It sounds like you've found a ground conductor. This would be a single conductor, usually a stranded wire made of copper or aluminum, clamped to the pipe. May or may not be in conduit. If you are able to follow the wire you may find it is used to bridge an electrical discontinuity in the plumbing (you'd see this across your main water meter) or to carry a ground connection to another piece of equipment (such as a telephone termination box).
For providing ground to your main service panel, the panel is usually connected to the water supply line if that pipe is metal. This is typically done inside the house, particularly on older houses. If your water supply line is plastic, you will have grounding via other means such as ground spikes driven down either outside or through your basement floor.

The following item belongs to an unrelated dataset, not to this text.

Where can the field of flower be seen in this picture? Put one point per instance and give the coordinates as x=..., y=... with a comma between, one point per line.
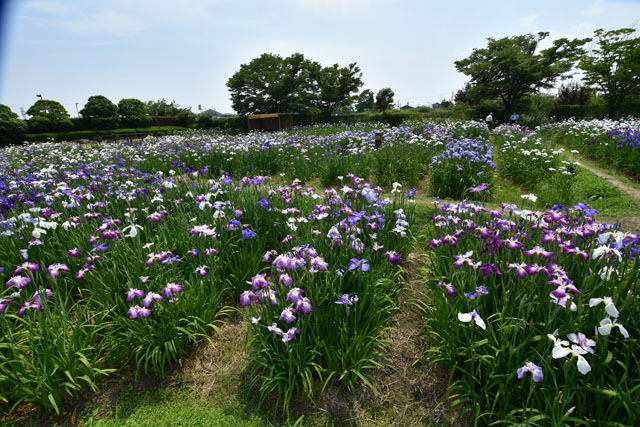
x=118, y=255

There's no likely danger from getting a ground conductor a little wet once or twice. If you've located the leak on a pipe and are just really narrowing down the exact location, leave the electricity on as long as you don't expect water to reach any electrical parts that carry a current - switches, outlets, lights, etc. You can touch a ground conductor, wet or dry, safely as long as you're not also touching a current-carrying conductor. You should NEVER be touching a live current-carrying conductor because you're often touching a ground (light housings, bathtubs, flooring), because current seeks ground, and because if the path to ground leads a lot of current through your body you will have a very bad day.
If I had a rough idea where the leak was, and didn't think there was serious risk of water leaking into or spraying a live electrical part, I'd probably leave the electricity on. Lower chance of banging into or tripping over something, which is good.
If you're not sure, get a non-contact voltage tester and you can check if there's live wiring near the pipe.